America’s Biggest Fuel Pipeline Crippled by Massive High-Tech Ransomware Attack

Colonial Pipeline by Orbital Joe is licensed under CC BY-NC-ND 2.0

Colonial pipelines runs a network of pipes and storage facilities all over the United States to move gas and fuel around the country. 

It was recently hit by a massive ransomware cyber attack that closed down its 5,500 mile pipeline from the Gulf Coast to the the northeast United States.

Colonial moves about 100 million gallons per day of gas, diesel and refined petroleum from the Gulf Coast all the way to Linden, New Jersey.

The truth is that America’s electrical and energy grid are far too soft, and many of the devices and systems that run networks like Colonial are old, outdated or in poor repair and therefore able to be hit by cyber attacks. 

Colonial’s pipeline that was shut down by the attack carries 45% of the gas and diesel needed for the entire East Coast of the United States, so this news is extremely important. 

Cyber attacks are now a leading national security danger for the United States. 

Something must be done. 

First, we have to understand exactly what happened here. 

Colonial pipeline company by peripathetic is licensed under CC BY-NC-SA 2.0

What Exactly Happened Here?

The Department of Homeland Security (DHS) and various agencies have known for many years that the US energy sector is vulnerable to cyberattack. They have been advising and working to improve that. 

With over 2.5 million miles of pipelines, America’s energy sector is especially vulnerable to viruses and computer infections that cripple its systems and bring the network of pipes to a halt by jamming the communication between the thousands of sensors, devices, valves and meters, especially at the large refineries themselves. 

Officials believe that a Russian criminal network of hackers called DarkSide may be behind the attack. DarkSide is skilled at extorting and blackmailing companies by launching ransomware and other attacks. 

Ransomware is a cyber attack method that blocks you from getting access to your own data. Hackers interrupt and seize the communications data and files, encrypting and locking them and making the system fail until you pay the “ransom” or request they demand. 

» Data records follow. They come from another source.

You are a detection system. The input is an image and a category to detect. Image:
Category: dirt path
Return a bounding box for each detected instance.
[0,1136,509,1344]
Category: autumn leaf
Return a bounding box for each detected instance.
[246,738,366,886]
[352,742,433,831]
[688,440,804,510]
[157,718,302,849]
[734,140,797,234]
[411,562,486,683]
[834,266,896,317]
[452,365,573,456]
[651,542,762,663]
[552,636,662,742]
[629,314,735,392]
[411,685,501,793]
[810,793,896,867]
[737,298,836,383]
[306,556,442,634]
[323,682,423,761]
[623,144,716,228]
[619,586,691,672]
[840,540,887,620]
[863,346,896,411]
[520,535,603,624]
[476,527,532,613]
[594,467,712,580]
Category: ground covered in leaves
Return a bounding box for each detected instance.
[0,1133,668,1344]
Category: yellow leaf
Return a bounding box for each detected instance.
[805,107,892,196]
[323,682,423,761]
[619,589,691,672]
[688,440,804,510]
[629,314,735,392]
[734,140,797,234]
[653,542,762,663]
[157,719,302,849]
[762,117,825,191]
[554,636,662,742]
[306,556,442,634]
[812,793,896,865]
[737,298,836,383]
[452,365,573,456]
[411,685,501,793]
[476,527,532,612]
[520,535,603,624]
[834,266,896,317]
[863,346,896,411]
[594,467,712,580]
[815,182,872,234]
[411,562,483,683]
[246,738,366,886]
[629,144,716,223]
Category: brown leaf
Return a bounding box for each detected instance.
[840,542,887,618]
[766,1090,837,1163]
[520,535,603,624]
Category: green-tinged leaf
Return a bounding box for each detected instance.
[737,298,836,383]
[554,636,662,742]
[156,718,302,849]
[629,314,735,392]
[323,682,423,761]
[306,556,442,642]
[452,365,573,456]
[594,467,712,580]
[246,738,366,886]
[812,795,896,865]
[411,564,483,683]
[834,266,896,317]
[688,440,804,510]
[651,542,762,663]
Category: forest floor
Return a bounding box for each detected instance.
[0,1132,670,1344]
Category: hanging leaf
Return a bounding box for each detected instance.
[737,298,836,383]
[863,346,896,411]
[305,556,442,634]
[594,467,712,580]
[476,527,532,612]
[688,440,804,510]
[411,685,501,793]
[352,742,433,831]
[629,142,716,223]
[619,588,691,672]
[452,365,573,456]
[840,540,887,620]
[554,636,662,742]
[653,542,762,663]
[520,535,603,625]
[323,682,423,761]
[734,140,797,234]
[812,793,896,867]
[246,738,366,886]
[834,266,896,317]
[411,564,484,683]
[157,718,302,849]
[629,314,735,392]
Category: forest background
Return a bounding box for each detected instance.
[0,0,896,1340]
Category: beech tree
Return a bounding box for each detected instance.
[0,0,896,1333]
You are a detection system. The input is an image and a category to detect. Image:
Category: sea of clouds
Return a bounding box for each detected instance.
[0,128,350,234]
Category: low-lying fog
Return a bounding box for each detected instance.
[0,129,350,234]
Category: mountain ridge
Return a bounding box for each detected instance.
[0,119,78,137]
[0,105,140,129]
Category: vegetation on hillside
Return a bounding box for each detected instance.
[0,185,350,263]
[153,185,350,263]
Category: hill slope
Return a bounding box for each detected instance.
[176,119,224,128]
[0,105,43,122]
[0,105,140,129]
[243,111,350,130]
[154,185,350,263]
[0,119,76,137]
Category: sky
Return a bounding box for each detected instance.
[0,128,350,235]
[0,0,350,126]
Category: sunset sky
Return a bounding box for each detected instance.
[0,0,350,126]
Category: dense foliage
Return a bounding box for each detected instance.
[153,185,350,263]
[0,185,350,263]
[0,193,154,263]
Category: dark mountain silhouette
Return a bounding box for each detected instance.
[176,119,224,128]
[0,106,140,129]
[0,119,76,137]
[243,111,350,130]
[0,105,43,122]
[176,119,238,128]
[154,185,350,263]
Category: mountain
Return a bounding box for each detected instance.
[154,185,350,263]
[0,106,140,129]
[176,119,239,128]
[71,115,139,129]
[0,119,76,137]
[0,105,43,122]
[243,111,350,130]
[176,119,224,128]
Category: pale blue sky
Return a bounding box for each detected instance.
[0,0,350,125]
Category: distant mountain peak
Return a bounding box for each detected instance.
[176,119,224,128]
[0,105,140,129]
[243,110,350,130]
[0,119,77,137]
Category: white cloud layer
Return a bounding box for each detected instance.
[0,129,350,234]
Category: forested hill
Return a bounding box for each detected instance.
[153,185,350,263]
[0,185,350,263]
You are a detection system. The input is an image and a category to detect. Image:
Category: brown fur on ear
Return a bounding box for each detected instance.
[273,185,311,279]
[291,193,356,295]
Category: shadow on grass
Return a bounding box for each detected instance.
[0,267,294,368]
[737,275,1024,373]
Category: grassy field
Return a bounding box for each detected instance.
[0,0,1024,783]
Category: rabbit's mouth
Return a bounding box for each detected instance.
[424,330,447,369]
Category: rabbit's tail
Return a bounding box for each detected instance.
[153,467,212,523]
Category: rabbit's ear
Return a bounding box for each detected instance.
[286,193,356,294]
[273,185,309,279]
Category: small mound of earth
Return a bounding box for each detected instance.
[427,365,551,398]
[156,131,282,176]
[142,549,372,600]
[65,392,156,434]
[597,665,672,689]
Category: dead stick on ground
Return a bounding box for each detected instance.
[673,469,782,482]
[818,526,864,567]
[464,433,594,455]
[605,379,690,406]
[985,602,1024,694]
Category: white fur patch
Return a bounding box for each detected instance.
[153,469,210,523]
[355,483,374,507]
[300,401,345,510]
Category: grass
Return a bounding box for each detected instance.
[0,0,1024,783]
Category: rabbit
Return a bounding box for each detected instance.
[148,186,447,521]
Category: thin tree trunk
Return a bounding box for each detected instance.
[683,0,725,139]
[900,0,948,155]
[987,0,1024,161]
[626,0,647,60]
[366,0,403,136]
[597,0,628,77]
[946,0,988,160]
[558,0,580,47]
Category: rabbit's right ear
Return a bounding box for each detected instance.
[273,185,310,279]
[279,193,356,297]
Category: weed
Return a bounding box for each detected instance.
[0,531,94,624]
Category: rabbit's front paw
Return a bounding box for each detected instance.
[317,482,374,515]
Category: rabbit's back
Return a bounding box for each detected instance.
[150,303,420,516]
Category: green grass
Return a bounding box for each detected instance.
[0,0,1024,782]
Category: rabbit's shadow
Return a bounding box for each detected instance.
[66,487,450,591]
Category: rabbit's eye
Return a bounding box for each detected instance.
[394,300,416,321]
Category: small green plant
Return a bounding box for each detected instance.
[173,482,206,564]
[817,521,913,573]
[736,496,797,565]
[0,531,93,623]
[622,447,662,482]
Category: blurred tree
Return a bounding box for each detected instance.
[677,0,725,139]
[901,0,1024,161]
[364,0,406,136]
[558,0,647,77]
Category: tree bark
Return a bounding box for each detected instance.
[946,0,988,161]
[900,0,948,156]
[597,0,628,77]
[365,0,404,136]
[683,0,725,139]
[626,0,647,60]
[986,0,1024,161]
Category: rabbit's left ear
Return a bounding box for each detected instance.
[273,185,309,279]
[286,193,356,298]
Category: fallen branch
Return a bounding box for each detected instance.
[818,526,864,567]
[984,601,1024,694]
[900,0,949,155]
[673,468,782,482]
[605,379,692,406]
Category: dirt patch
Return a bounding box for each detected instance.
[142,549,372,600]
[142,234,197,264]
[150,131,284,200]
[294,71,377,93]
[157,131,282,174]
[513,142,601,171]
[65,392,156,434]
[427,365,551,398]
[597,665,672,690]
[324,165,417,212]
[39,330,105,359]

Commerce Secretary Gina Raimondo said the government – primarily the Department of Energy – is working to get Colonial’s thousands of miles back online, but it’s still mostly down. 

“These sorts of attacks are becoming more frequent. They’re here to stay,” Raimondo said.

“We are in the process of restoring service to other laterals and will bring our full system back online only when we believe it is safe to do so, and in full compliance with the approval of all federal regulations,” Colonial updated, adding that its core systems weren’t affected and that it shut everything down preemptively in order to contain the breach. 

At this point, officials do not believe that DarkSide was operating on behalf of the Russian government. Details of what ransom was asked or the exact extent of the intrusion have not been made public, likely for national security reasons and to avoid publicizing the effectiveness or failure of the attack to the criminals themselves. 

Red Alert

Despite the fact that DarkSide was not believed to be working for any government, this shows just how much the US needs to harden up its grid. 

“This could be the most impactful ransomware attack in history, a cyber disaster turning into a real-world catastrophe. It’s an absolute nightmare, and it’s a recurring nightmare,” explained CEO and co-founder of Illumio cybersecurity company Andrew Rubin.

“Organizations continue to rely and invest entirely on detection, as if they can stop all breaches from happening. But this approach misses attacks over and over again. Before the next inevitable breach, the president and Congress need to take action on our broken security model,” Rubin added. 

He’s right.

If DarkSide really is a non-state actor, that doesn’t change that this has geopolitical implications, especially since it shows how nations like Russia, China, Iran and North Korea allow hackers and cyber terrorists free reign to do what they want. 

DarkSide keeps a website with all the dirt it’s published on people and companies who wouldn’t pay its ransoms. 

Colonial says the pipeline network will be back online in the near future but hasn’t given an actual date. The market is expected to stabilize, but this has still been a shocking and devastating cyber attack.